Cell penetrating peptide-mediated systemic siRNA delivery to the liver

The cell-penetrating peptide (CPP) is one of the most attractive tools for efficiently delivering biomolecules to a target organelle. Here, we describe the use of octaarginine (R8)-modified lipid nanoparticles for the efficient and targeted in vivo delivery of siRNA to the liver. In this study, SR-BI (a scavenger receptor class B, member 1) was targeted by this nanoparticle. Our results demonstrate that R8-modified lipid nanoparticles can be used for the efficient and targeted delivery of liver siRNA to induce the specific knock-down of an endogenous gene with minimum liver toxicity and immune response, and that this CPP based technology holds considerable promise for further in vivo biological applications of siRNA.

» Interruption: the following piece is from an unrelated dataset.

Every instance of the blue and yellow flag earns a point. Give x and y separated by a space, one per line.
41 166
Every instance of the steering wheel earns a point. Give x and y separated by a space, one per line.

Novel lipidated sorbitol-based molecular transporters for non-viral gene delivery

In this study, we investigated the possible use of novel lipidated sorbitol-based transporters as functional devices for the improvement of non-viral gene delivery. These transporters are composed of a sorbitol scaffold bearing 8 guanidine moieties that mimic the arginine residues of well-known cell-penetrating peptides. In addition, the transporters carry different lipid groups to aid DNA condensation and facilitate lipid vesicle-binding. We found that the transporters described in this study have the potential to function as plasmid DNA/siRNA-condensers and surface ligands for the enhancement of cellular uptake of lipid vesicles. Shorter lipid chains were found to be better for condensation, whereas longer chains were superior surface ligands. The differential activity of different cores might be explained by facilitated decondensation of cores prepared with transporters comprised of shorter lipid chains. However, we suggest that there is an optimum value of decondensation to achieve higher transfection activities. The proper use of the transporters presented in this study enabled us to prepare a highly efficient non-viral gene delivery system based on a core-shell structure, in which a condensed DNA core is encapsulated by a lipid envelope. A multifunctional envelope-type nano-device prepared with an optimal surface ligand favorably competes with commonly used transfection systems.